2019-10-23 20:40:07 15[CHD] <aztest1-1|143> SPI 0xc08f3a27, src 51.136.198.59 dst 285.54.258.149
2019-10-23 20:40:07 15[CHD] <aztest1-1|143> registering outbound ESP SA
2019-10-23 20:40:07 15[CHD] <aztest1-1|143> SPI 0xe37df272, src 285.54.258.149 dst 51.136.198.59
2019-10-23 20:40:07 15[CHD] <aztest1-1|143> CHILD_SA azuregw-1{132} state change: INSTALLING => INSTALLED
2019-10-23 20:40:07 15[IKE] <aztest1-1|143> inbound CHILD_SA azuregw-1{132} established with SPIs c08f3a27_i e37df272_o and TS 192.168.1.0/24 === 192.168.64.0/20
2019-10-23 20:40:07 15[CHD] <aztest1-1|143> CHILD_SA azuregw-1{131} state change: INSTALLED => REKEYING
2019-10-23 20:40:07 15[CHD] <aztest1-1|143> CHILD_SA azuregw-1{131} state change: REKEYING => REKEYED
2019-10-23 20:40:07 15[ENC] <aztest1-1|143> generating CREATE_CHILD_SA response 6269 [ SA No TSi TSr ]
2019-10-23 20:40:07 15[NET] <aztest1-1|143> sending packet: from 285.54.258.149[500] to 51.136.198.59[500] (208 bytes)
2019-10-23 20:40:07 04[NET] sending packet: from 285.54.258.149[500] to 51.136.198.59[500]
2019-10-23 20:40:07 03[NET] received packet: from 51.136.198.59[500] to 285.54.258.149[500] on Port2
2019-10-23 20:40:07 03[NET] waiting for data on sockets
2019-10-23 20:40:07 11[NET] <aztest1-1|143> received packet: from 51.136.198.59[500] to 285.54.258.149[500] (80 bytes)
2019-10-23 20:40:07 11[ENC] <aztest1-1|143> parsed INFORMATIONAL request 6270 [ D ]

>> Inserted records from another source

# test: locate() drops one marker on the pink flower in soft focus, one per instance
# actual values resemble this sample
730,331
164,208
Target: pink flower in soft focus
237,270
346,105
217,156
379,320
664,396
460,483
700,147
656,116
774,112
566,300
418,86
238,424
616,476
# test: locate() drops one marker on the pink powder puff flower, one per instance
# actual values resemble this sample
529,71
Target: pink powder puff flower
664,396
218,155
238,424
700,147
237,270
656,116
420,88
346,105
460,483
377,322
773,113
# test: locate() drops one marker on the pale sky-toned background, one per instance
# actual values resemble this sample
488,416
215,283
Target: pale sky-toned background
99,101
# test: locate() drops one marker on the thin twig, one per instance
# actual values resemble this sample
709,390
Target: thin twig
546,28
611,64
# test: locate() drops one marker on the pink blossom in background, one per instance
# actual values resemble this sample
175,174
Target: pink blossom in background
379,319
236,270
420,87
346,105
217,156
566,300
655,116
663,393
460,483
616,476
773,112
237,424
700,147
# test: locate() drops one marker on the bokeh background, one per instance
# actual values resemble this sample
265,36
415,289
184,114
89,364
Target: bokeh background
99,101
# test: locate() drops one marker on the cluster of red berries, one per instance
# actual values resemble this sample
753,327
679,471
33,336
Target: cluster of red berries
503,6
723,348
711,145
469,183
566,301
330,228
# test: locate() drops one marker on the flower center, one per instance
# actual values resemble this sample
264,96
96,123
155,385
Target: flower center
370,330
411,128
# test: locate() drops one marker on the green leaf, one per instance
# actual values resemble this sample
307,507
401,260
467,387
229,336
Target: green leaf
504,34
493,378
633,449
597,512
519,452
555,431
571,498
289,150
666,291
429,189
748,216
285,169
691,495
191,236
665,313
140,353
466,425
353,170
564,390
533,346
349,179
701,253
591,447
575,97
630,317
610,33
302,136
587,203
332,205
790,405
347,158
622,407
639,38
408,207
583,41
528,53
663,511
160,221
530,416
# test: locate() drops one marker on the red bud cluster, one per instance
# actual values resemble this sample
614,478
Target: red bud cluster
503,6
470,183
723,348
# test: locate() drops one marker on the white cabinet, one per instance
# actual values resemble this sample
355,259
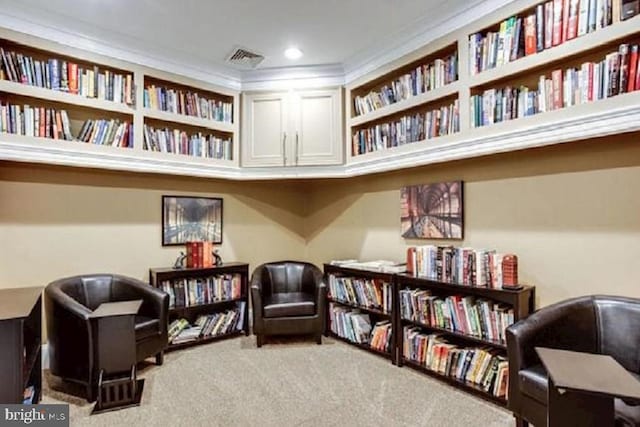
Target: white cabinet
295,128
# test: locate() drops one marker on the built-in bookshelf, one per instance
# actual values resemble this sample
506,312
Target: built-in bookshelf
511,63
21,345
453,332
205,304
69,106
361,309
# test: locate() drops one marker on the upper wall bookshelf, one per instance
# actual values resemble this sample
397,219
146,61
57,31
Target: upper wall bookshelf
69,106
585,39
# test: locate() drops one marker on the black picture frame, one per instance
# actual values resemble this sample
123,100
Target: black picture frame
204,219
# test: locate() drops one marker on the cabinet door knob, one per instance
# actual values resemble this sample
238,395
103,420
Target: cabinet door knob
284,149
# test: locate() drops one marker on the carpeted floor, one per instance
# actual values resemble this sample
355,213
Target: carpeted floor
287,383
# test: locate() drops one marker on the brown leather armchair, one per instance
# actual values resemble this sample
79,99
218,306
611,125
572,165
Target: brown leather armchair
288,298
69,303
593,324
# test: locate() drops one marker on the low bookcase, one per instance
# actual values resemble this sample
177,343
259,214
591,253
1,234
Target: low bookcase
197,292
21,345
381,311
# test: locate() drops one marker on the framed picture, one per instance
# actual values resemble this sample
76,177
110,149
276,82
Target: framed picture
432,211
187,219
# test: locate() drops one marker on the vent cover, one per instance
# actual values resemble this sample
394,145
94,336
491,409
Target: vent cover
244,58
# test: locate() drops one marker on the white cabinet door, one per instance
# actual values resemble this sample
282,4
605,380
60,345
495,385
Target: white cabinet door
318,127
265,129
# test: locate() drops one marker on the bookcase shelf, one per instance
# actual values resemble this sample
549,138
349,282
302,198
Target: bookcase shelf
20,344
159,276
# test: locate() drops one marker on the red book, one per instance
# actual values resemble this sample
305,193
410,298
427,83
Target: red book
556,79
556,37
72,69
530,41
633,69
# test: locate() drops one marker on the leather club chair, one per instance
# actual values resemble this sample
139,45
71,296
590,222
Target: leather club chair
69,302
592,324
288,298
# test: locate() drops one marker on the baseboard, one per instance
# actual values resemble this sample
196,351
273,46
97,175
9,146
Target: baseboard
45,356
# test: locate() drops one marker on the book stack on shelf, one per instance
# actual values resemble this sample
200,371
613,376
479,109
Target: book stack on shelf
61,75
187,103
205,304
196,144
208,326
547,25
423,78
480,368
616,73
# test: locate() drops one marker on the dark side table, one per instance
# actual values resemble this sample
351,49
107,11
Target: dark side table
582,387
113,324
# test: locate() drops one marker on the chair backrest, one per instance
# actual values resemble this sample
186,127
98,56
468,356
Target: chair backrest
288,276
619,329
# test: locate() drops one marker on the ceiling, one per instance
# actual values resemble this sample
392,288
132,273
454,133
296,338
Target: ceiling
200,33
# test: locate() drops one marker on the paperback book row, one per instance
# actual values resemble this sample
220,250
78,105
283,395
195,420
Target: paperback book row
179,142
617,73
197,291
50,123
356,327
549,24
187,103
368,293
481,367
461,266
477,318
423,78
417,127
65,76
207,326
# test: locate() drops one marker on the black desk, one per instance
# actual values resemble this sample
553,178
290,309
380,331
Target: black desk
582,387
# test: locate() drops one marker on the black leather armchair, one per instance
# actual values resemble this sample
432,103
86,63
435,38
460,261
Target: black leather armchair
288,298
593,324
69,303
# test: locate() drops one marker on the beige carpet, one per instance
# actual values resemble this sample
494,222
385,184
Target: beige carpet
288,383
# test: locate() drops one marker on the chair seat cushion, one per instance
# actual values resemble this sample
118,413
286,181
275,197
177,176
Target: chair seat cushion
289,304
146,327
534,382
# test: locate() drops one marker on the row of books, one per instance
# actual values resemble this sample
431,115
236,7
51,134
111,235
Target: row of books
369,293
408,129
466,315
187,103
550,24
206,326
35,121
112,132
356,327
176,141
423,78
618,72
478,366
65,76
196,291
458,265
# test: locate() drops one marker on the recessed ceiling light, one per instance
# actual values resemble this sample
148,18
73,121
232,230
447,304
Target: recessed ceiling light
293,53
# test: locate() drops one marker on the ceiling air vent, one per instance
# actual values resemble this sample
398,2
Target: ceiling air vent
244,58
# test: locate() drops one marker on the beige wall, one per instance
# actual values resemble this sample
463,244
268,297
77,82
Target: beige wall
571,213
56,222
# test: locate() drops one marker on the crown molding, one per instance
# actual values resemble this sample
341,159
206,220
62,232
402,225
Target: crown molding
226,77
417,36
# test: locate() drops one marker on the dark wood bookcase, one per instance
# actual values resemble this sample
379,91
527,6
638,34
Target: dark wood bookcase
522,302
159,275
20,343
375,314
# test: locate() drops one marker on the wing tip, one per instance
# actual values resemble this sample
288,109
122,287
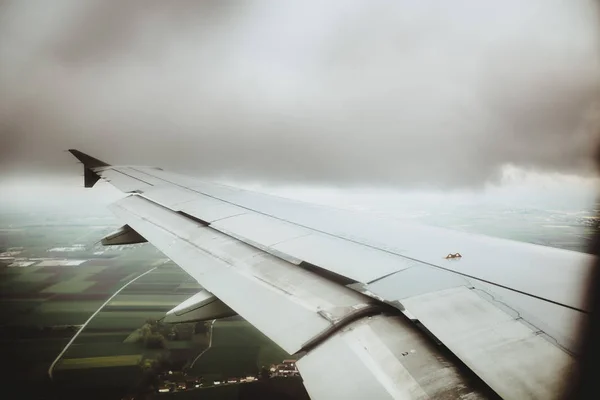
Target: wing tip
89,162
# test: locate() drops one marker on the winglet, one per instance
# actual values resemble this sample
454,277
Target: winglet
89,163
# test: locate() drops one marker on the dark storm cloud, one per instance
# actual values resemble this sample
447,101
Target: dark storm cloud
382,93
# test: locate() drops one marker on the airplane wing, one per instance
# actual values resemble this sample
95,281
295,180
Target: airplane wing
374,308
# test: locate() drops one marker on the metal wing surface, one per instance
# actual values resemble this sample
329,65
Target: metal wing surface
359,297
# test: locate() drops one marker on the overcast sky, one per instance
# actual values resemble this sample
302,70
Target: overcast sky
396,94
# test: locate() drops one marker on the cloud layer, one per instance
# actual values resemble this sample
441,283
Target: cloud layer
348,93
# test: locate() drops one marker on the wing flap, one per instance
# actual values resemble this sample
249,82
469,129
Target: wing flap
255,284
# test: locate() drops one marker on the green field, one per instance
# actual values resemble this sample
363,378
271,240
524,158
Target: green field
99,362
241,333
228,361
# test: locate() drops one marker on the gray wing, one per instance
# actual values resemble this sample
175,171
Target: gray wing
355,296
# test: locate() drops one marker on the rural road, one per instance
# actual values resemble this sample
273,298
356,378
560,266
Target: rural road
92,317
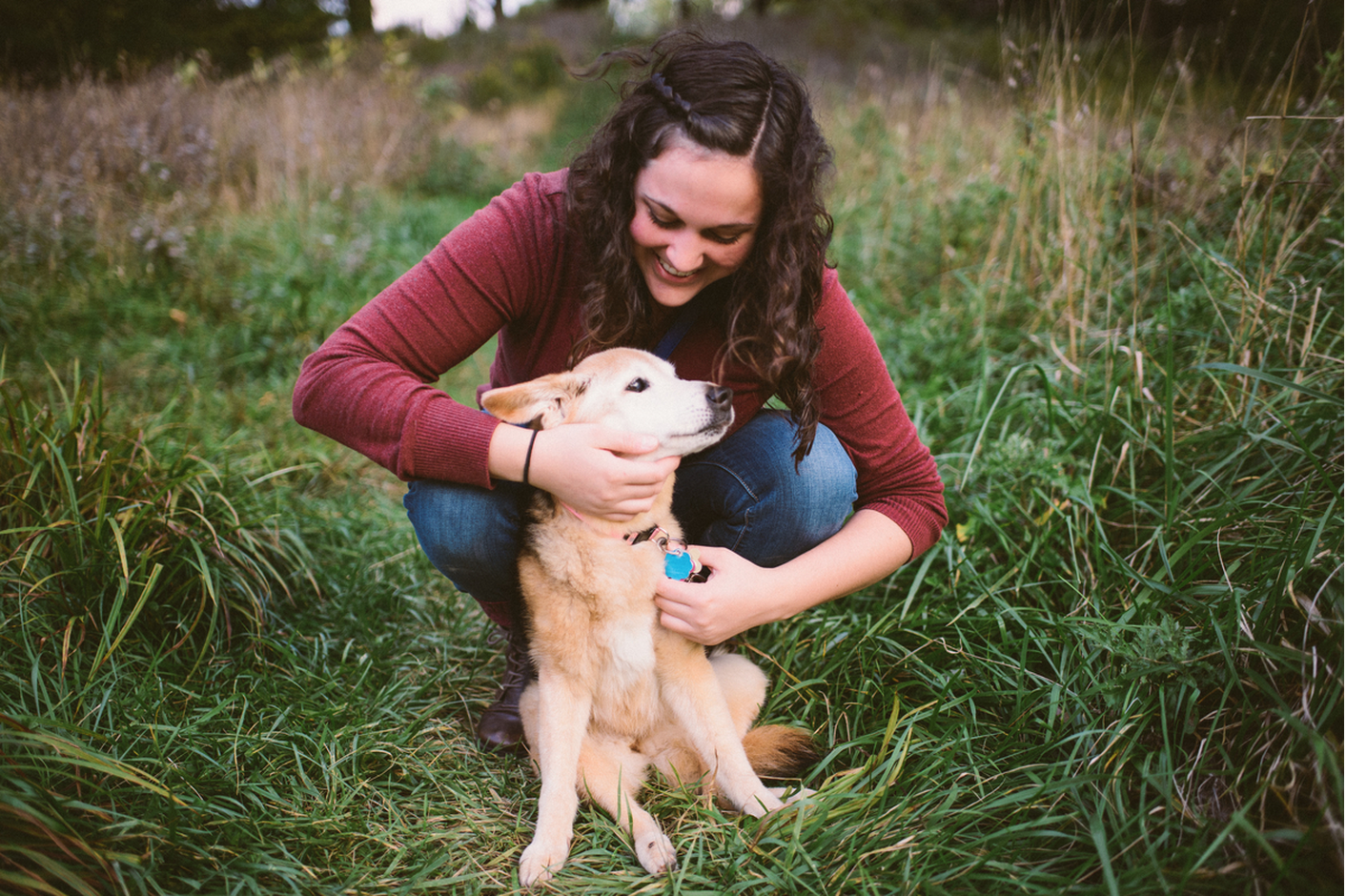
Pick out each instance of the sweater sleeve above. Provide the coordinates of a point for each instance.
(372, 383)
(895, 473)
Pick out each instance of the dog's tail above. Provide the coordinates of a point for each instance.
(780, 751)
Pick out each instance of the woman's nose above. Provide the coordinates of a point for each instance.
(684, 254)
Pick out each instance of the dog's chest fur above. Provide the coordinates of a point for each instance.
(591, 608)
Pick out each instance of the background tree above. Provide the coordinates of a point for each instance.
(359, 16)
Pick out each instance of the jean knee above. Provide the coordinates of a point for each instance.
(470, 535)
(748, 496)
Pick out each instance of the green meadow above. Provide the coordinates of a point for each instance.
(1108, 284)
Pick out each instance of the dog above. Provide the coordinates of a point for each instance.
(617, 693)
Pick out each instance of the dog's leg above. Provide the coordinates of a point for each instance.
(692, 693)
(562, 713)
(611, 775)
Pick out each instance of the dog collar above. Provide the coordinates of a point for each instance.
(677, 561)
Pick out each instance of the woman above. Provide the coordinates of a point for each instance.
(689, 226)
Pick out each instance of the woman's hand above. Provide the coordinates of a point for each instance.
(590, 468)
(737, 596)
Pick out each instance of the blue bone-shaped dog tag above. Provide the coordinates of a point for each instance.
(677, 565)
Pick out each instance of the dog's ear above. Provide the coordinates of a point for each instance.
(541, 402)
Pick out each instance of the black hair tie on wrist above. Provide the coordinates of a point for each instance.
(528, 458)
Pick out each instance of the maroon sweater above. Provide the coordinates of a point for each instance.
(516, 269)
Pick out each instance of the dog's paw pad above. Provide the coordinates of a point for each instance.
(656, 853)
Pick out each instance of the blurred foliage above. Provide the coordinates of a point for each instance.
(120, 38)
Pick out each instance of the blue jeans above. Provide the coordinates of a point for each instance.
(742, 494)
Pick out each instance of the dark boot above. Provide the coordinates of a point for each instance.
(500, 725)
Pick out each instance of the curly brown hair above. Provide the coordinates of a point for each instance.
(724, 95)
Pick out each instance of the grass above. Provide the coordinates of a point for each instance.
(1113, 307)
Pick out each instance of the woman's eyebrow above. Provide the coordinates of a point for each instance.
(738, 226)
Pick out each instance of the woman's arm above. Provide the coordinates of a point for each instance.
(741, 595)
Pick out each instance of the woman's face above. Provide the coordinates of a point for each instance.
(696, 214)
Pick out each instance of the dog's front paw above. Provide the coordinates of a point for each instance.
(656, 852)
(540, 862)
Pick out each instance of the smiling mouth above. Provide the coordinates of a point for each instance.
(673, 272)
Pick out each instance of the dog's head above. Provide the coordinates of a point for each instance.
(623, 389)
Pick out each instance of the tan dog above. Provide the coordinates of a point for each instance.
(617, 693)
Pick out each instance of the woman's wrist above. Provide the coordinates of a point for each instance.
(512, 447)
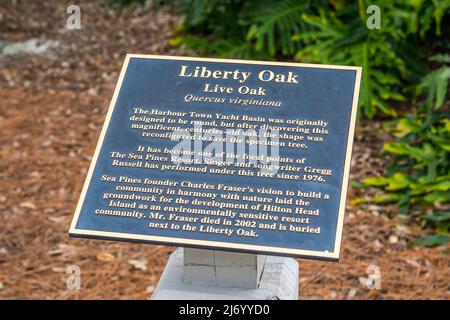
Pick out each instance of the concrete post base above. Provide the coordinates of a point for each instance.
(278, 278)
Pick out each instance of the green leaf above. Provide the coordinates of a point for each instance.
(433, 240)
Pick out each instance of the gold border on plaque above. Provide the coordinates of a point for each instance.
(73, 231)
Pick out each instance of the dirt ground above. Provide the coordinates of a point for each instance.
(52, 107)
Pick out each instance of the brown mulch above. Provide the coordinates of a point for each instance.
(51, 111)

2019-10-23 20:40:07 11[IKE] <aztest1-1|143> received DELETE for ESP CHILD_SA with SPI 6d8c6dba
2019-10-23 20:40:07 11[IKE] <aztest1-1|143> closing CHILD_SA azuregw-1{131} with SPIs c300308c_i (532547358 bytes) 6d8c6dba_o (35133355 bytes) and TS 192.168.1.0/24 === 192.168.64.0/20
2019-10-23 20:40:07 11[IKE] <aztest1-1|143> sending DELETE for ESP CHILD_SA with SPI c300308c
2019-10-23 20:40:07 11[CHD] <aztest1-1|143> CHILD_SA azuregw-1{131} state change: REKEYED => DELETING
2019-10-23 20:40:07 11[IKE] <aztest1-1|143> CHILD_SA closed
2019-10-23 20:40:07 11[CHD] <aztest1-1|143> CHILD_SA azuregw-1{131} state change: DELETING => DELETED

Conclusion:

The initiator side (Azure), sends a rekey request, however the SA does not re-establish after the rekey, then Sophos XG honor by deleting the TS as requested. In this particular scenario, the issue lays on the Azure side, which will require further investigation on the Azure logs.